Grube's beliefs were reported on CNN, which showcased a chorus of other analysts who think teenagers drink because they are exposed to beer commercials on television. These researchers say the industry intentionally associates its product with images that appeal to young people, luring them to drink. Indeed, since the capture and execution of Joe Camel, the Budweiser frogs have vied with fatty-food pitchclown Ronald McDonald for the role of Children's Enemy No. 1.
An ad "deconstructionist" named Peter DeBenedittis offered CNN this psychological exegesis of beer ads: "The beer and the alcohol is the woman. If you'll just drink, you'll get these things." DeBenedittis knows otherwise: "The reality is, if you drink, you'll be desperate, miserable, and lonely."
DeBenedittis' theory of beer's eroticization and Grube's theory of beer's juvenilization appear to be in conflict with each other. But DeBenedittis' approach is worth pausing over because it is almost as nostalgia-ridden as his view of Demon Rum.

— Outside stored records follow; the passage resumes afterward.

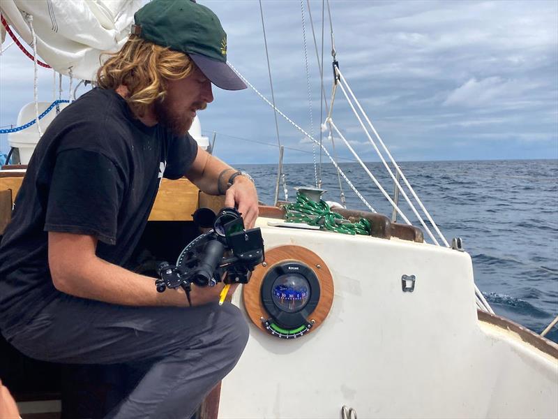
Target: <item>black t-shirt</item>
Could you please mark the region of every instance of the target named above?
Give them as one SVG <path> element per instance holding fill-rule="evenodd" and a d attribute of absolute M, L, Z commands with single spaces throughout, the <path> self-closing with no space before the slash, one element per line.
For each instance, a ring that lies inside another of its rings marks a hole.
<path fill-rule="evenodd" d="M 95 236 L 97 256 L 125 266 L 161 178 L 183 176 L 197 152 L 190 135 L 135 119 L 112 90 L 94 89 L 64 109 L 35 149 L 0 244 L 0 327 L 29 318 L 59 294 L 47 232 Z"/>

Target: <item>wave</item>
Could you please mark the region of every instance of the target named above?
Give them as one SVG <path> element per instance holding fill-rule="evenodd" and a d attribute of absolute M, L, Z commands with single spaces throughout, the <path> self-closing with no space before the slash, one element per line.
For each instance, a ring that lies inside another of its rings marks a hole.
<path fill-rule="evenodd" d="M 517 298 L 516 297 L 512 297 L 506 294 L 499 294 L 497 293 L 483 293 L 483 295 L 489 304 L 513 307 L 513 311 L 520 314 L 529 315 L 529 317 L 542 318 L 551 315 L 544 310 L 538 309 L 530 302 L 520 298 Z"/>
<path fill-rule="evenodd" d="M 558 275 L 558 270 L 547 266 L 534 265 L 515 259 L 515 258 L 504 258 L 502 256 L 495 256 L 492 255 L 487 255 L 485 253 L 478 253 L 477 255 L 472 255 L 473 260 L 475 263 L 482 264 L 485 265 L 507 265 L 509 263 L 515 263 L 522 265 L 523 267 L 528 267 L 531 269 L 538 270 L 544 271 L 549 274 Z"/>

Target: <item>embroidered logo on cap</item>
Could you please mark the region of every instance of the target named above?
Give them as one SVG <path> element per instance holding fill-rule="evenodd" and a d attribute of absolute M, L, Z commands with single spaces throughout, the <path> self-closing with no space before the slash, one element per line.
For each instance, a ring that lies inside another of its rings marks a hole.
<path fill-rule="evenodd" d="M 221 41 L 221 54 L 227 55 L 227 38 L 223 38 Z"/>

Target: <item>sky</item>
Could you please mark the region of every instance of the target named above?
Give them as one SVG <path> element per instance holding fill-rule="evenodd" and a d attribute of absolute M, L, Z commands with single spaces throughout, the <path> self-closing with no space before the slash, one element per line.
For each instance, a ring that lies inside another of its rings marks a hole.
<path fill-rule="evenodd" d="M 271 101 L 258 1 L 198 1 L 220 18 L 228 60 Z M 325 111 L 320 117 L 307 0 L 304 27 L 300 1 L 262 5 L 276 105 L 319 141 Z M 310 5 L 321 56 L 322 1 Z M 330 0 L 330 8 L 340 68 L 396 160 L 558 159 L 558 1 Z M 333 73 L 326 10 L 325 20 L 329 103 Z M 51 100 L 52 71 L 41 68 L 39 80 L 40 98 Z M 217 133 L 215 154 L 232 164 L 276 163 L 271 108 L 250 88 L 214 88 L 213 95 L 199 117 L 204 135 Z M 15 124 L 19 109 L 32 100 L 32 61 L 12 46 L 0 57 L 0 126 Z M 332 115 L 364 161 L 378 160 L 338 89 Z M 285 162 L 312 161 L 310 140 L 278 119 Z M 331 152 L 327 132 L 322 140 Z M 338 135 L 334 140 L 341 161 L 354 159 Z M 7 149 L 1 135 L 0 150 Z"/>

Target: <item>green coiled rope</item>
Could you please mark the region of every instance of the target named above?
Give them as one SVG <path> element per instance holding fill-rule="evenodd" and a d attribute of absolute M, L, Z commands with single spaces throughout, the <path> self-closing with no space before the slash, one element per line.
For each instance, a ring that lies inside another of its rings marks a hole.
<path fill-rule="evenodd" d="M 301 192 L 296 193 L 296 202 L 287 204 L 285 209 L 285 219 L 289 223 L 306 223 L 310 226 L 319 226 L 323 230 L 353 235 L 369 235 L 370 233 L 372 226 L 366 219 L 352 223 L 340 214 L 331 212 L 325 201 L 315 202 Z"/>

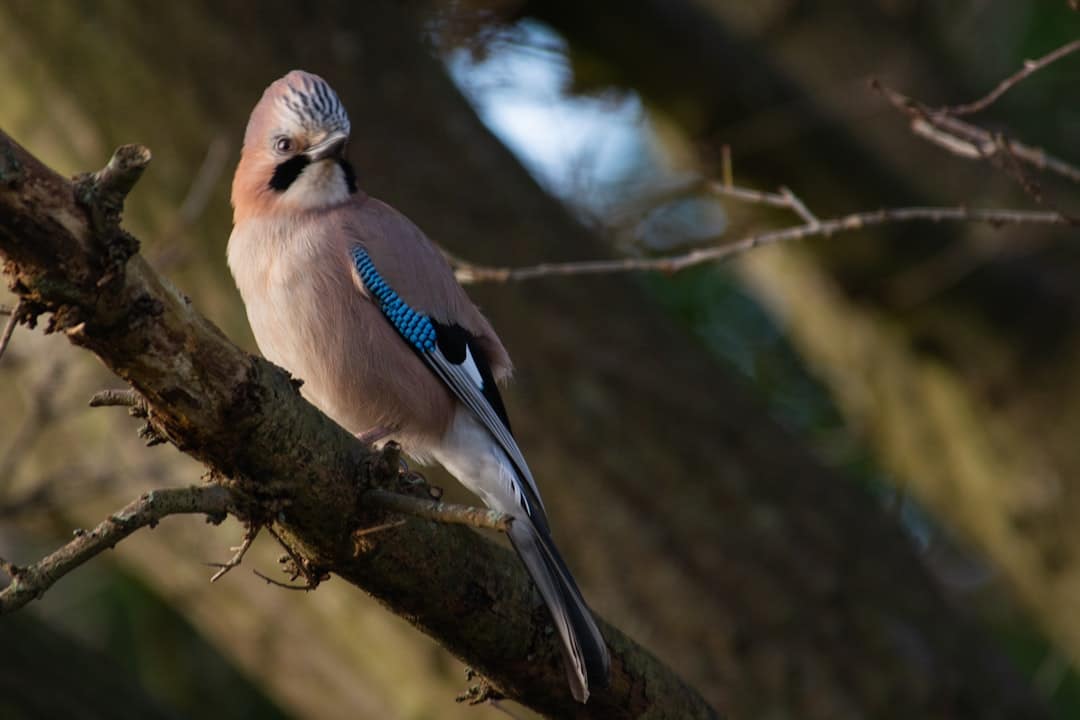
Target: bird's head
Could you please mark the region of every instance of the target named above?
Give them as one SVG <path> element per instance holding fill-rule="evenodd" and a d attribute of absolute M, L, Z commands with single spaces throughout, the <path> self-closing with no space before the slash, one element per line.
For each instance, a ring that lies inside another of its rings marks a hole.
<path fill-rule="evenodd" d="M 275 80 L 247 121 L 232 179 L 234 220 L 348 200 L 356 192 L 348 140 L 349 116 L 325 80 L 303 70 Z"/>

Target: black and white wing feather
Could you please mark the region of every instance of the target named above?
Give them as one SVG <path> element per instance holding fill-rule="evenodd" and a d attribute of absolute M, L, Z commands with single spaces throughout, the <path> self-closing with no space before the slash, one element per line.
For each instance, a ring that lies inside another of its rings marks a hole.
<path fill-rule="evenodd" d="M 480 343 L 464 328 L 438 323 L 409 308 L 382 279 L 363 247 L 352 249 L 352 261 L 364 288 L 387 321 L 499 443 L 521 479 L 516 490 L 522 506 L 535 521 L 546 527 L 540 491 L 514 440 L 502 397 Z"/>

Ad critics and practitioners all used to believe in the motivational power of sinister "hidden persuaders" that could make us buy any product at any price. At midcentury, for example, Ernest Dichter helped shape the Betty Crocker image based on his view that when a woman baked a cake for a man, she was offering him a symbol of fertility. Dichter in turn was studied by critics who feared that he was on to a certain Freudian something.
Theoretical disputes aside, Betty Crocker products sold well, perhaps mostly because people have long liked to eat cake. Perhaps teenagers have a similar relationship with beer.